# Active exploration for inverse reinforcement learning

This is code accompanying the paper: "Active Exploration for Inverse Reinforcement Learning" Here, we describe how to reproduce the experiments presented in the paper.

## Setup

We recommend to use [Anaconda](https://www.anaconda.com/) to set up an environment with the dependencies of this repository. If Anaconda is installed, you can create an environment using:
```
conda create -n "active-irl" python=3.9
conda activate active-irl
```

Then, install dependencies by running
```bash
pip install -e . 
```
in the root folder of the code (where this README is located).


## Reproducing experiments in the main paper

All experiments can be run using the `scripts/experiments/experiments.py` script.

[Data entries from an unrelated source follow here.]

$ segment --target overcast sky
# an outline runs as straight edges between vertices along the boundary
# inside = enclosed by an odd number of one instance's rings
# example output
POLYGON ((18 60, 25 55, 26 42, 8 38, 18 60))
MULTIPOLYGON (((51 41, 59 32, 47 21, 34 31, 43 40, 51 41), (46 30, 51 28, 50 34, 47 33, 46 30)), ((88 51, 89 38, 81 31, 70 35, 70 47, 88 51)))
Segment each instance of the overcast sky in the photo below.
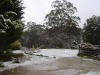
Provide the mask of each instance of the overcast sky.
MULTIPOLYGON (((23 0, 25 23, 32 21, 37 24, 43 24, 45 15, 51 10, 51 4, 54 0, 23 0)), ((92 15, 100 16, 100 0, 68 0, 77 7, 78 15, 81 18, 80 27, 83 27, 85 20, 92 15)))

We use [`sacred`](https://github.com/IDSIA/sacred) for keeping track of experiment parameters.

### Running active IRL experiments

Run the following commands to reproduce the experiments in the main paper:
```
python scripts/experiments/experiment.py with four_paths n_ep_per_iter=50 results_file="result_aceirl_four_paths_50ep_50runs.csv"
python scripts/experiments/experiment.py with four_paths n_ep_per_iter=100 results_file="result_aceirl_four_paths_100ep_50runs.csv"
python scripts/experiments/experiment.py with four_paths n_ep_per_iter=200 results_file="result_aceirl_four_paths_200ep_50runs.csv"

python scripts/experiments/experiment.py with double_chain n_ep_per_iter=50 results_file="result_aceirl_double_chain_50ep_50runs.csv"
python scripts/experiments/experiment.py with double_chain n_ep_per_iter=100 results_file="result_aceirl_double_chain_100ep_50runs.csv"
python scripts/experiments/experiment.py with double_chain n_ep_per_iter=200 results_file="result_aceirl_double_chain_200ep_50runs.csv"

python scripts/experiments/experiment.py with random_env results_file="result_aceirl_random_mdp_50runs.csv"
python scripts/experiments/experiment.py with chain results_file="result_aceirl_chain_mdp_50runs.csv"
python scripts/experiments/experiment.py with gridworld results_file="result_aceirl_gridworld_50runs.csv"
```

To parallelize experiments, you can additionally pass the `n_jobs` parameter, for example:
```
python scripts/experiments/experiment.py with four_paths n_ep_per_iter=200 n_jobs=50
```

### Running reward-free exploration experiments in the appendix

Run the following commands to reproduce the reward-free exploration experiments:
```
python scripts/experiments/experiment.py with double_chain_rfe n_ep_per_iter=1000
python scripts/experiments/experiment.py with double_chain_rfe n_ep_per_iter=3000
python scripts/experiments/experiment.py with double_chain_rfe n_ep_per_iter=5000
python scripts/experiments/experiment.py with four_paths_rfe
```

### Creating plots

The results are saved in `results/`. To plot the results and produce the results in Table 1, use the `scripts/experiments/plot_results.ipynb` notebook.